Health Services Act 1980
- Parliament of the United Kingdom
- Long title: An Act to make further provision with respect to the health services in England, Wales and Scotland and their use by private patients and with respect to hospitals and nursing homes outside those services; to dissolve or make further provision with respect to certain bodies connected with or with persons providing services within those health services; and for connected purposes.
- Citation: 1980 c. 53
- Introduced by: Secretary of State for Social Services, Patrick Jenkin, 1979 (Commons)
- Territorial extent: England and Wales; Scotland;

Dates
- Royal assent: 8 August 1980
- Commencement: various

Other legislation
- Amends: Health Services Act 1976;
- Amended by: Abortion Act 1967; Mental Health Act 1983; Public Health (Control of Disease) Act 1984; Registered Homes Act 1984; Road Traffic (Consequential Provisions) Act 1988; Statute Law (Repeals) Act 1989; Trade Union and Labour Relations (Consolidation) Act 1992; Health Service Commissioners Act 1993; Health and Social Care Act 2001; Statute Law (Repeals) Act 2004; Smoking, Health and Social Care (Scotland) Act 2005; National Health Service (Consequential Provisions) Act 2006;

Status: Amended

Text of statute as originally enacted

Revised text of statute as amended

Text of the Health Services Act 1980 as in force today (including any amendments) within the United Kingdom, from legislation.gov.uk.

= Health Services Act 1980 =

Act of the Parliament of the United Kingdom

The Health Services Act 1980 (c. 53) is an act of the Parliament of the United Kingdom that reorganised the administration of the National Health Service in England and Wales.
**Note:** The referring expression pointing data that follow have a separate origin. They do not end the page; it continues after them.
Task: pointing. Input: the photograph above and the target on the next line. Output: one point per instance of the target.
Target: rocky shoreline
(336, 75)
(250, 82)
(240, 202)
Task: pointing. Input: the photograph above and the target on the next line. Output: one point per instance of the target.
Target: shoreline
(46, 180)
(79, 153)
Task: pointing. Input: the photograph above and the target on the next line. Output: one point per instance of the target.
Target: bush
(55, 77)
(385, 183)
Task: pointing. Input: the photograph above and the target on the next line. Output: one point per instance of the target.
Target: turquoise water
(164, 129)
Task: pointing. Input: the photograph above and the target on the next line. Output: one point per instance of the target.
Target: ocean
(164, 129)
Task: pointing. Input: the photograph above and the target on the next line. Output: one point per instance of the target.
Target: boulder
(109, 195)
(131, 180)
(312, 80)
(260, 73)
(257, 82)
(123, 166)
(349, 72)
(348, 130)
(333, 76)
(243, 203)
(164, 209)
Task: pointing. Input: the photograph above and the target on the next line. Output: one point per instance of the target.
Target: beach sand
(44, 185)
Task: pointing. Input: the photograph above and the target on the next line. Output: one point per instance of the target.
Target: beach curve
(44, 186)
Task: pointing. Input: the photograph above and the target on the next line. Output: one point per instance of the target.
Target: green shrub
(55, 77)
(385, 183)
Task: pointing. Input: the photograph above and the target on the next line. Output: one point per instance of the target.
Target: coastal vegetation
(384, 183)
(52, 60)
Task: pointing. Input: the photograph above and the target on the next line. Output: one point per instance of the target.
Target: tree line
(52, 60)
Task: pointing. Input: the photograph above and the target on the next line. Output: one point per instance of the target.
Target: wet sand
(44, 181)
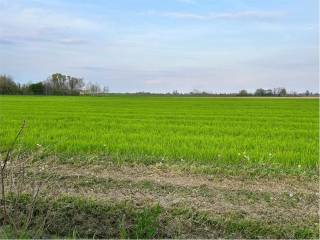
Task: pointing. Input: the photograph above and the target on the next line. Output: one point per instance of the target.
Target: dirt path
(285, 201)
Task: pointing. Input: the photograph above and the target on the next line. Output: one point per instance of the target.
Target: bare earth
(289, 200)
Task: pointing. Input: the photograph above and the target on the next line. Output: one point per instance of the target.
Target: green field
(168, 129)
(152, 167)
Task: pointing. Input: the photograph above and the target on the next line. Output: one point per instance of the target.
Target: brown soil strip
(286, 201)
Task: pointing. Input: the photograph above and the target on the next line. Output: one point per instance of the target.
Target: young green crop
(174, 129)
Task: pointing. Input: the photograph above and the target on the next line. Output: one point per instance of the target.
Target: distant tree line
(60, 84)
(56, 84)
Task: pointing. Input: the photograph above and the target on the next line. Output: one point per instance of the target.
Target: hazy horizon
(161, 46)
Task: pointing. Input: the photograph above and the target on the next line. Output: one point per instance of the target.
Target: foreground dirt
(285, 201)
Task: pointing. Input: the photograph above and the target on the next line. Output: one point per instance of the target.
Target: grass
(168, 129)
(79, 218)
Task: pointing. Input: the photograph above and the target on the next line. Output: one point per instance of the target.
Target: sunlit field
(168, 129)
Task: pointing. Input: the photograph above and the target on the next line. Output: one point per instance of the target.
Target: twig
(3, 168)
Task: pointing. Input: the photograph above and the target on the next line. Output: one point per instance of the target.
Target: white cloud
(222, 15)
(187, 1)
(23, 24)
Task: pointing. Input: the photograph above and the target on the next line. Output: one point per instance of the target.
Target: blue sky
(163, 45)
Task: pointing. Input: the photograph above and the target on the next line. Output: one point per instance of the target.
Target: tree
(8, 86)
(59, 84)
(243, 92)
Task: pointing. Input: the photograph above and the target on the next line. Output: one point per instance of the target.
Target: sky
(164, 45)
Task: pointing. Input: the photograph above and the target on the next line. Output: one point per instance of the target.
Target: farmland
(195, 130)
(187, 161)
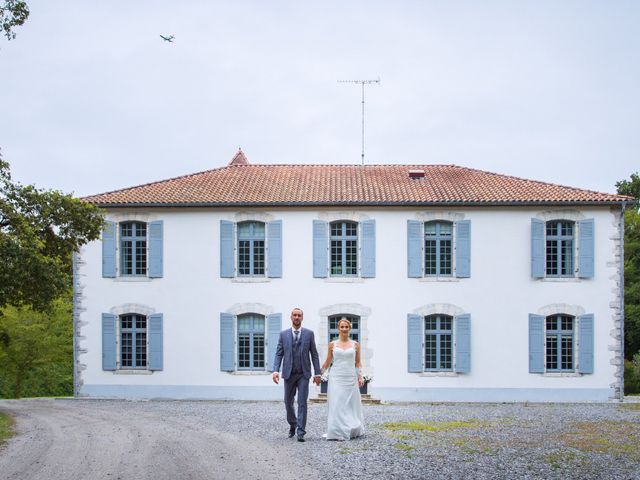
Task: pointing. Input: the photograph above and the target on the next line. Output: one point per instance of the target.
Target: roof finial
(239, 158)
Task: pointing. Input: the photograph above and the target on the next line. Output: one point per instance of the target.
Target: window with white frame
(438, 343)
(559, 343)
(251, 249)
(133, 341)
(133, 248)
(559, 248)
(438, 248)
(251, 342)
(334, 333)
(344, 248)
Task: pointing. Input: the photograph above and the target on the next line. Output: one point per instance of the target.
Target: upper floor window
(334, 333)
(559, 248)
(439, 248)
(251, 342)
(562, 248)
(132, 248)
(251, 247)
(344, 248)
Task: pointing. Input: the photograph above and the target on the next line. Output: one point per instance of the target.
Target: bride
(345, 419)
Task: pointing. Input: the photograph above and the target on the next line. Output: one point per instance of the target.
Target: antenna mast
(363, 83)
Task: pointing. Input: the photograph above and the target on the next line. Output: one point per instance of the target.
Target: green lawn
(6, 427)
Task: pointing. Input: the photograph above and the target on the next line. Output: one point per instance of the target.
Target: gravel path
(111, 439)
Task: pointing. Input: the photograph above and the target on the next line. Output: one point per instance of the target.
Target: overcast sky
(92, 99)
The Act abolished all area health authorities (AHAs) in 1982 and replaced them with 192 district health authorities (DHAs). It also repealed the provisions that had been introduced in the National Health Service Act 1977 which sought to remove paid private treatment from NHS hospitals.

==Background==
A Royal Commission on the National Health Service was established in 1975 and published its report in July 1979. It heard complaints that the AHAs created under the National Health Service Reorganisation Act 1973 added an extra and unnecessary tier of management. Although the 1973 Act had established a two-tier system of AHAs and RHAs, there was, in effect, a third lower administrative tier as the work of hospital management was done at district general hospital level.

The 'Patients First' consultation document was published in December 1979 which largely agreed with recommendations made by the Royal Commission to reduce the number of administrative tiers.

==Effects==
In 1982, the 90 AHAs were abolished and replaced by 192 DHAs under the Health Services Act 1980, but the RHAs remained. DHAs were established centred on district hospitals, and not necessarily aligned to local authority boundaries as the 90 AHAs had been.

Just as the AHAs had done, each DHA worked alongside a family practitioner committee (replaced by family health services authorities in 1990), which was responsible for managing primary care services such as general practice, pharmacy and dentistry.

The act also repealed the provisions relating to pay beds introduced under the previous Labour government in the National Health Service Act 1977.

==Subsequent reorganisations==
Family practitioner committees were replaced by family health services authorities (FHSAs) under the National Health Service and Community Care Act 1990. The 1990 act also created NHS trusts and altered the roles of DHAs and local authorities to create an internal market.

The DHAs were reorganised on a number of occasions in the 1990s, and in 1996, new single-tier health authorities replaced both DHAs and FHSAs as a result of the Health Authorities Act 1995.